Drie moeders in gesprek over Bijbels opvoeden
Een wasmand hier, een kinderfeestje daar, een drukte om ’s zondags iedereen op tijd in de kleren te krijgen. En tussendoor glipt de tijd door de vingers. Voor veel moeders is het een dagelijkse worsteling: wanneer, maar vooral ook hóe vertel ik mijn kinderen over de Heere? En: hoe deel ik de zondag in met mijn gezin? Drie moeders gingen in gesprek over huisgodsdienst en delen eerlijk hun ervaringen. „Ik voel me vaak nog zo jong. Ik begin net, denk ik dan. Hoe kan ik ze nu leren en onderwijzen?”

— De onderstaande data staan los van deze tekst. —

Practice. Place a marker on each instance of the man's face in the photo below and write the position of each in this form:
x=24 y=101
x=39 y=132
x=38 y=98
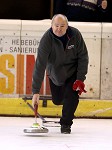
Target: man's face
x=59 y=26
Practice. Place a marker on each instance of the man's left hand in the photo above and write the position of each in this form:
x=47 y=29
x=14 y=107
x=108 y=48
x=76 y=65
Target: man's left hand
x=79 y=86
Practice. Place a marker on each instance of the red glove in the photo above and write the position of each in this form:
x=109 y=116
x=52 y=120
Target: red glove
x=79 y=86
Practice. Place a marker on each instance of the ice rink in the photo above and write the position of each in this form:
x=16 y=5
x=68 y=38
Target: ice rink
x=87 y=134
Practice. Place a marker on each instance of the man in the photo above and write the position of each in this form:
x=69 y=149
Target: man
x=63 y=53
x=81 y=10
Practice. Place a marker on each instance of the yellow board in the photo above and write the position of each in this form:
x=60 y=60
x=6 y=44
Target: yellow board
x=86 y=108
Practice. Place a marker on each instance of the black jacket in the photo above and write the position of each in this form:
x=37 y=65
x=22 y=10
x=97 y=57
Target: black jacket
x=60 y=63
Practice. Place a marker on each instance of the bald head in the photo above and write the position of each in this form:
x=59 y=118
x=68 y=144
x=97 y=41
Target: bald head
x=59 y=24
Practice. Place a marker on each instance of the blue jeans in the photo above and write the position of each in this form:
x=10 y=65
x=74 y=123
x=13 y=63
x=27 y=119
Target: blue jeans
x=64 y=95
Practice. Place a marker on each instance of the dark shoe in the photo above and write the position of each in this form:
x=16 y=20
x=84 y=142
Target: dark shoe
x=66 y=129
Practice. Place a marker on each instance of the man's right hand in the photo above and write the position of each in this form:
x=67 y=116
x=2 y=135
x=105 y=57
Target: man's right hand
x=35 y=100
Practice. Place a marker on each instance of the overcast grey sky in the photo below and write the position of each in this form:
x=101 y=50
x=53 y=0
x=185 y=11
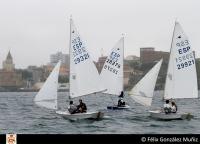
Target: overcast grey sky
x=34 y=29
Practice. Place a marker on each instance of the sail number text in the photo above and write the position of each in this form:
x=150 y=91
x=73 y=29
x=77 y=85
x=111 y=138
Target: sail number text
x=185 y=59
x=79 y=52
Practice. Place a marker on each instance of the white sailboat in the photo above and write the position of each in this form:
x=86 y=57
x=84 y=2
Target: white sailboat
x=112 y=72
x=143 y=91
x=47 y=96
x=181 y=79
x=84 y=77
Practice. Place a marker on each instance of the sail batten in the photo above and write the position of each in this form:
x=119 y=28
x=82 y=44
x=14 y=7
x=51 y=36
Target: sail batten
x=84 y=77
x=143 y=91
x=112 y=71
x=181 y=79
x=47 y=96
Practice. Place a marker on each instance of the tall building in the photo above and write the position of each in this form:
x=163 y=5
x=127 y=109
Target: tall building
x=9 y=78
x=54 y=58
x=8 y=64
x=149 y=55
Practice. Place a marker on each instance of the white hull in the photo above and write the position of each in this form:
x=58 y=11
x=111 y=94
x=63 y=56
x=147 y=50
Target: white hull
x=157 y=114
x=115 y=107
x=88 y=115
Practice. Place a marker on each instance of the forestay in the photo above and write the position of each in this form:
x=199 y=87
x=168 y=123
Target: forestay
x=84 y=77
x=181 y=79
x=112 y=71
x=47 y=96
x=142 y=92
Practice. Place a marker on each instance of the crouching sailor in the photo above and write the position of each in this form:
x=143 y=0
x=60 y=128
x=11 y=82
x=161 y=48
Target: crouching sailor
x=167 y=107
x=121 y=102
x=173 y=107
x=72 y=108
x=81 y=108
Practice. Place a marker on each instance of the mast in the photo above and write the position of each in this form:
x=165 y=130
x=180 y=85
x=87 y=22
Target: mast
x=70 y=53
x=123 y=64
x=170 y=58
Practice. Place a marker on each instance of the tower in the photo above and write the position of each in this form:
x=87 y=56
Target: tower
x=8 y=63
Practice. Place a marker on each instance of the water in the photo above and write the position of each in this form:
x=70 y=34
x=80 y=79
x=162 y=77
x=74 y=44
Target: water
x=18 y=114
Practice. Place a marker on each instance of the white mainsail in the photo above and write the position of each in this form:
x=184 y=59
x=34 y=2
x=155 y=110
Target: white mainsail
x=181 y=79
x=142 y=92
x=112 y=71
x=47 y=96
x=84 y=77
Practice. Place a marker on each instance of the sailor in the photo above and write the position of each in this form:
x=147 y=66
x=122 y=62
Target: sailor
x=173 y=107
x=81 y=108
x=72 y=108
x=167 y=107
x=121 y=102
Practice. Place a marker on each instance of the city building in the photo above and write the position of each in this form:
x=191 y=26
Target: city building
x=9 y=78
x=149 y=55
x=37 y=74
x=54 y=58
x=132 y=58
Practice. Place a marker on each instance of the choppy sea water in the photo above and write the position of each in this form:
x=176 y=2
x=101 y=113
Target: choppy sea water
x=19 y=114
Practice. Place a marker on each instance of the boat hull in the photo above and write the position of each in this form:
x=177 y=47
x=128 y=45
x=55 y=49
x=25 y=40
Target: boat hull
x=76 y=116
x=157 y=114
x=115 y=107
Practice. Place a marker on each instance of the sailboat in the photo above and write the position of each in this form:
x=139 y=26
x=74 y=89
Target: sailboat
x=143 y=91
x=47 y=96
x=84 y=77
x=181 y=79
x=112 y=72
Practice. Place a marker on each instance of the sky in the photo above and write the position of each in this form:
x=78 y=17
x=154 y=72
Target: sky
x=34 y=29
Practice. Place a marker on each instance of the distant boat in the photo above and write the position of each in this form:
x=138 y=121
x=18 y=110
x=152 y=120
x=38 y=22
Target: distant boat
x=112 y=72
x=143 y=91
x=181 y=79
x=84 y=77
x=47 y=96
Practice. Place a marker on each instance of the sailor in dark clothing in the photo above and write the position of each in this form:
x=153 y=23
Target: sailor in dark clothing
x=121 y=102
x=81 y=108
x=72 y=108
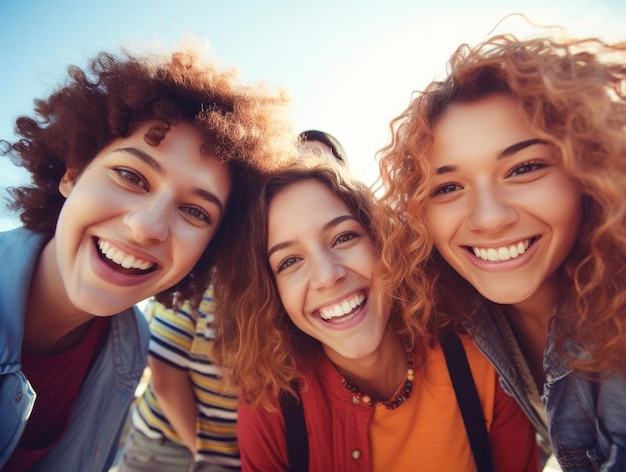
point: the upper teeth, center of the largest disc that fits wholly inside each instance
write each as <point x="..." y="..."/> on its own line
<point x="502" y="253"/>
<point x="342" y="308"/>
<point x="127" y="261"/>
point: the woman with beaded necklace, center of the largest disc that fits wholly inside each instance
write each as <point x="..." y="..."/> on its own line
<point x="305" y="319"/>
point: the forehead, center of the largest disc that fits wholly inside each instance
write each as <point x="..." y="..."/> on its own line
<point x="487" y="125"/>
<point x="303" y="206"/>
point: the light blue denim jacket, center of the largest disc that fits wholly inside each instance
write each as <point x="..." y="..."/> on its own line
<point x="91" y="439"/>
<point x="586" y="419"/>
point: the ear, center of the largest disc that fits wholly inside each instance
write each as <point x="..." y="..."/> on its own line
<point x="68" y="181"/>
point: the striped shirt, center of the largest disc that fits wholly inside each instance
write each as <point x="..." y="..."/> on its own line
<point x="183" y="339"/>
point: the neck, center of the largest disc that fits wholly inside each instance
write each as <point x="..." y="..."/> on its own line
<point x="378" y="374"/>
<point x="52" y="323"/>
<point x="530" y="321"/>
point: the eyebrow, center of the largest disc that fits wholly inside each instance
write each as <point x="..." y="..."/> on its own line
<point x="506" y="152"/>
<point x="153" y="164"/>
<point x="330" y="224"/>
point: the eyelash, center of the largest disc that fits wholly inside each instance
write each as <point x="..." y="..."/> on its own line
<point x="441" y="189"/>
<point x="202" y="216"/>
<point x="530" y="165"/>
<point x="287" y="261"/>
<point x="136" y="179"/>
<point x="534" y="164"/>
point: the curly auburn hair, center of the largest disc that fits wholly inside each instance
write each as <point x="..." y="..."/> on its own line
<point x="573" y="93"/>
<point x="261" y="348"/>
<point x="247" y="126"/>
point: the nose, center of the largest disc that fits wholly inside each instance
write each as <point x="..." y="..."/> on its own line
<point x="491" y="210"/>
<point x="326" y="270"/>
<point x="149" y="221"/>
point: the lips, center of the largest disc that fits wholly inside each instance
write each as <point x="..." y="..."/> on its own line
<point x="123" y="261"/>
<point x="345" y="307"/>
<point x="502" y="253"/>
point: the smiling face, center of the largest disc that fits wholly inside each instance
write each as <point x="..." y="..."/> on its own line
<point x="137" y="219"/>
<point x="322" y="259"/>
<point x="503" y="211"/>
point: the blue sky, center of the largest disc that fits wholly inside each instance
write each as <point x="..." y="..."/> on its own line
<point x="349" y="65"/>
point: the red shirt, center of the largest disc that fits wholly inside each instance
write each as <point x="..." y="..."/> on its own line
<point x="57" y="380"/>
<point x="425" y="433"/>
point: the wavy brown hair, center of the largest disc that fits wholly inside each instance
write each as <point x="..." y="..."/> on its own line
<point x="247" y="126"/>
<point x="573" y="93"/>
<point x="255" y="338"/>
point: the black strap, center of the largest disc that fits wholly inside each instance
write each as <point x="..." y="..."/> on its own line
<point x="295" y="431"/>
<point x="467" y="398"/>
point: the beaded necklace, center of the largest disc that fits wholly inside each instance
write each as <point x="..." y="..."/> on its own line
<point x="394" y="403"/>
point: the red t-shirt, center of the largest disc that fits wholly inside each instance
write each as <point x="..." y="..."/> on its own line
<point x="57" y="380"/>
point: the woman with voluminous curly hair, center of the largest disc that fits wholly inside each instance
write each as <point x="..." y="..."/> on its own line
<point x="135" y="163"/>
<point x="506" y="180"/>
<point x="303" y="328"/>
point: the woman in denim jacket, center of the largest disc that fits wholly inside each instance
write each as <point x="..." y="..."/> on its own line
<point x="140" y="166"/>
<point x="507" y="179"/>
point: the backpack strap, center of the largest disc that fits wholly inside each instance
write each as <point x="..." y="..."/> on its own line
<point x="295" y="430"/>
<point x="467" y="398"/>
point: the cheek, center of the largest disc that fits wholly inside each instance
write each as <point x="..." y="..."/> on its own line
<point x="438" y="232"/>
<point x="188" y="249"/>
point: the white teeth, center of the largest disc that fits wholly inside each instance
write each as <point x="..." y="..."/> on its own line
<point x="342" y="308"/>
<point x="127" y="261"/>
<point x="501" y="253"/>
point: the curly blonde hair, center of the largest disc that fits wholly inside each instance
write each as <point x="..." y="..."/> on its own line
<point x="261" y="348"/>
<point x="247" y="126"/>
<point x="573" y="93"/>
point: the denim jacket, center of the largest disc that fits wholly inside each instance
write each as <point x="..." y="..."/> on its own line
<point x="92" y="435"/>
<point x="586" y="419"/>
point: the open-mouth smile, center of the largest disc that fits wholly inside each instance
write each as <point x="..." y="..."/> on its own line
<point x="503" y="253"/>
<point x="122" y="261"/>
<point x="347" y="306"/>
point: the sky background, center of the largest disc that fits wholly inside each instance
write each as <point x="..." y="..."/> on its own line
<point x="350" y="66"/>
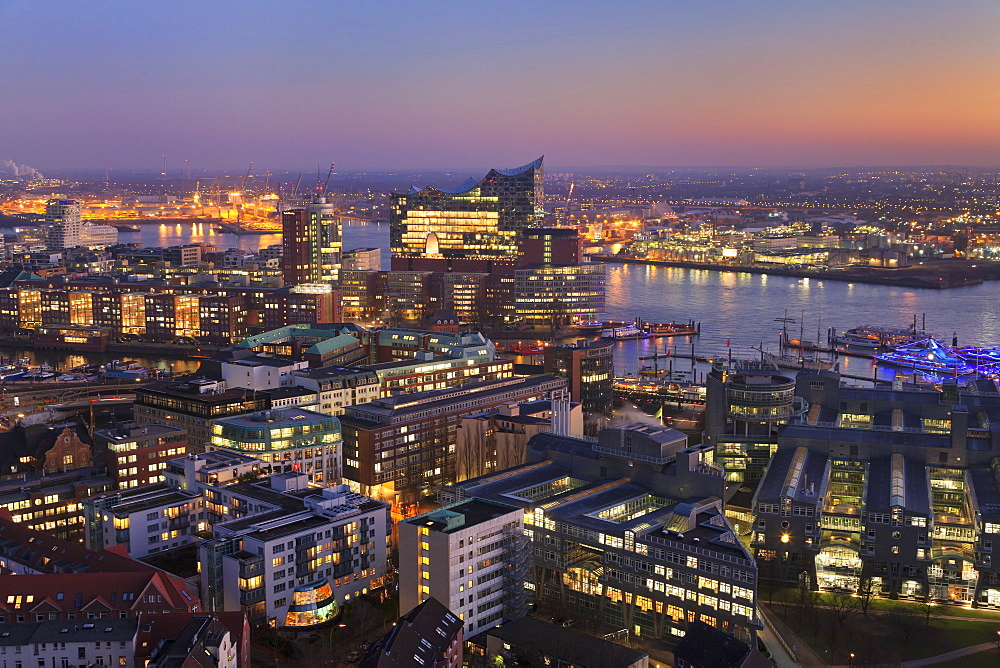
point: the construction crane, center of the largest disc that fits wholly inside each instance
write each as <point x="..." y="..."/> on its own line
<point x="243" y="184"/>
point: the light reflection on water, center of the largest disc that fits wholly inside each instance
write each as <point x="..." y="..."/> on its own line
<point x="742" y="308"/>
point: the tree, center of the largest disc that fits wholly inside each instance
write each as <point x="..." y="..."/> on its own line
<point x="867" y="591"/>
<point x="929" y="610"/>
<point x="906" y="618"/>
<point x="843" y="604"/>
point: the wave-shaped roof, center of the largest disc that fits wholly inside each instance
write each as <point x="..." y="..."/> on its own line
<point x="472" y="182"/>
<point x="536" y="164"/>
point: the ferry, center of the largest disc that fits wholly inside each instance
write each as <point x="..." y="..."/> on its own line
<point x="629" y="331"/>
<point x="927" y="355"/>
<point x="887" y="338"/>
<point x="589" y="325"/>
<point x="12" y="372"/>
<point x="126" y="370"/>
<point x="672" y="328"/>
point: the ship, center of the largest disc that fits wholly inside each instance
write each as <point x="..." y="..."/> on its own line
<point x="126" y="370"/>
<point x="527" y="349"/>
<point x="927" y="355"/>
<point x="886" y="338"/>
<point x="629" y="331"/>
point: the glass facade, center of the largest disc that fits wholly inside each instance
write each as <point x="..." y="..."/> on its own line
<point x="311" y="605"/>
<point x="478" y="220"/>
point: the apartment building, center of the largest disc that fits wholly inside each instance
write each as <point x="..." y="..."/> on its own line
<point x="429" y="634"/>
<point x="300" y="556"/>
<point x="275" y="547"/>
<point x="472" y="556"/>
<point x="337" y="387"/>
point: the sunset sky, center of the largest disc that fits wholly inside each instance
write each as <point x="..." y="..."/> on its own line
<point x="440" y="84"/>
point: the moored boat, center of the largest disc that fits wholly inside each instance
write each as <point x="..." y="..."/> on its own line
<point x="629" y="331"/>
<point x="797" y="362"/>
<point x="927" y="355"/>
<point x="886" y="338"/>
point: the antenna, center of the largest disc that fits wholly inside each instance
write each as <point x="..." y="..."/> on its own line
<point x="326" y="185"/>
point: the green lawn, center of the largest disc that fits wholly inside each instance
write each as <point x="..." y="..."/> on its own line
<point x="881" y="638"/>
<point x="988" y="659"/>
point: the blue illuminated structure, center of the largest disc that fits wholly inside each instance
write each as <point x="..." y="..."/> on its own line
<point x="930" y="356"/>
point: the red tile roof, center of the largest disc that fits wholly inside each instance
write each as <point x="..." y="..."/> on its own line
<point x="83" y="593"/>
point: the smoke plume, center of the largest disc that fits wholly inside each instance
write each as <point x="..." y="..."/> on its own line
<point x="23" y="171"/>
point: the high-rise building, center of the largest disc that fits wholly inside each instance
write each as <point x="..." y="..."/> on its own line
<point x="589" y="367"/>
<point x="472" y="555"/>
<point x="64" y="227"/>
<point x="557" y="295"/>
<point x="311" y="243"/>
<point x="480" y="221"/>
<point x="550" y="245"/>
<point x="289" y="439"/>
<point x="363" y="259"/>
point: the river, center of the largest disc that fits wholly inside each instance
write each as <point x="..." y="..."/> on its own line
<point x="734" y="308"/>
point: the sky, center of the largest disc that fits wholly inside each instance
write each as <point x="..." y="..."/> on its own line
<point x="436" y="84"/>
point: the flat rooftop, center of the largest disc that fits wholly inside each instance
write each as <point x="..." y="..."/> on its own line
<point x="461" y="515"/>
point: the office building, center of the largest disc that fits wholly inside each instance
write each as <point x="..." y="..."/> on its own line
<point x="241" y="368"/>
<point x="429" y="634"/>
<point x="303" y="304"/>
<point x="336" y="388"/>
<point x="628" y="531"/>
<point x="467" y="228"/>
<point x="704" y="646"/>
<point x="894" y="488"/>
<point x="311" y="243"/>
<point x="498" y="439"/>
<point x="401" y="447"/>
<point x="64" y="226"/>
<point x="556" y="645"/>
<point x="194" y="405"/>
<point x="553" y="296"/>
<point x="363" y="259"/>
<point x="550" y="245"/>
<point x="588" y="367"/>
<point x="472" y="556"/>
<point x="362" y="296"/>
<point x="285" y="439"/>
<point x="745" y="406"/>
<point x="137" y="453"/>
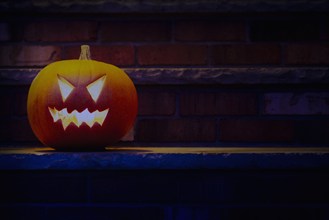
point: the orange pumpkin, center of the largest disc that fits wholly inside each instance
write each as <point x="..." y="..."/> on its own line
<point x="81" y="104"/>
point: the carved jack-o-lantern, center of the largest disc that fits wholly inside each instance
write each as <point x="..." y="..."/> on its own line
<point x="81" y="104"/>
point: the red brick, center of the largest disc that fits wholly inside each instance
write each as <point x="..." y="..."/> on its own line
<point x="135" y="31"/>
<point x="313" y="132"/>
<point x="237" y="54"/>
<point x="28" y="55"/>
<point x="166" y="130"/>
<point x="4" y="32"/>
<point x="172" y="54"/>
<point x="218" y="104"/>
<point x="121" y="55"/>
<point x="296" y="104"/>
<point x="210" y="31"/>
<point x="61" y="31"/>
<point x="16" y="130"/>
<point x="307" y="54"/>
<point x="284" y="30"/>
<point x="256" y="130"/>
<point x="156" y="103"/>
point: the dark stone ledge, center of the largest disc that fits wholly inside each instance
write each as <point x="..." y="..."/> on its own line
<point x="164" y="158"/>
<point x="181" y="76"/>
<point x="155" y="6"/>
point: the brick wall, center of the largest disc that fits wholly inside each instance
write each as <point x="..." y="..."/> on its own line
<point x="237" y="113"/>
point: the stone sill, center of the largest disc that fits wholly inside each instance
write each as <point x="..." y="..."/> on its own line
<point x="165" y="158"/>
<point x="187" y="76"/>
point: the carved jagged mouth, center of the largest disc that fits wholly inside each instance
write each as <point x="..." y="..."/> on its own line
<point x="77" y="118"/>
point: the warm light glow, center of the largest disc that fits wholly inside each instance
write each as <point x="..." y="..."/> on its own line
<point x="96" y="87"/>
<point x="77" y="118"/>
<point x="65" y="87"/>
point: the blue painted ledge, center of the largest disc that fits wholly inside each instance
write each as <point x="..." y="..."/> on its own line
<point x="165" y="158"/>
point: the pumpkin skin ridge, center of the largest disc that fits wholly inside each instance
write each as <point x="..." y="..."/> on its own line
<point x="113" y="97"/>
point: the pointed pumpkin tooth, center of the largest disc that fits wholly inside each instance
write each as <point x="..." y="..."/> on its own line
<point x="74" y="118"/>
<point x="100" y="116"/>
<point x="65" y="123"/>
<point x="54" y="113"/>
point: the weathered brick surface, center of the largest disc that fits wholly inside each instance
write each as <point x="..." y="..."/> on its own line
<point x="307" y="54"/>
<point x="135" y="31"/>
<point x="11" y="55"/>
<point x="256" y="130"/>
<point x="172" y="54"/>
<point x="296" y="103"/>
<point x="284" y="30"/>
<point x="121" y="55"/>
<point x="61" y="31"/>
<point x="210" y="30"/>
<point x="168" y="130"/>
<point x="4" y="32"/>
<point x="218" y="104"/>
<point x="313" y="131"/>
<point x="156" y="103"/>
<point x="239" y="54"/>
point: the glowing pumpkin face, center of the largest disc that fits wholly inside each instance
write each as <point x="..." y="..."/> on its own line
<point x="81" y="104"/>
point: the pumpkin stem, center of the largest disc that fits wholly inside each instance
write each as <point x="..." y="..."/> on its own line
<point x="85" y="53"/>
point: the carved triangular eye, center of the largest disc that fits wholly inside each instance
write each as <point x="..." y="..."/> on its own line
<point x="65" y="87"/>
<point x="96" y="87"/>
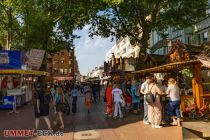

Tekst B. van de Beek-Pellegrom Beeld Anneke Vat-Pul
Wilma Veenvliet (42) is getrouwd met Reinier en moeder van acht kinderen in de leeftijd van 1 tot 22 jaar. Zeven kinderen wonen nog thuis. Christina Mol (28) is getrouwd met Allard en moeder van twee kinderen van 1 en 4 jaar. Gertrude Groot Wassink (42) is getrouwd met Hans en moeder van vier kinderen in de leeftijd van 11 tot 19 jaar.
Christina Mol en Wilma Veenvliet wonen naast elkaar, nu ongeveer een jaar. Ze praten samen, volgen gezamenlijk een huisgodsdienstcursus en maken zijdelings elkaars gezinsleven mee. De één 28, de ander 42, tijdens de laatste zwangerschappen liepen ze tegelijk op.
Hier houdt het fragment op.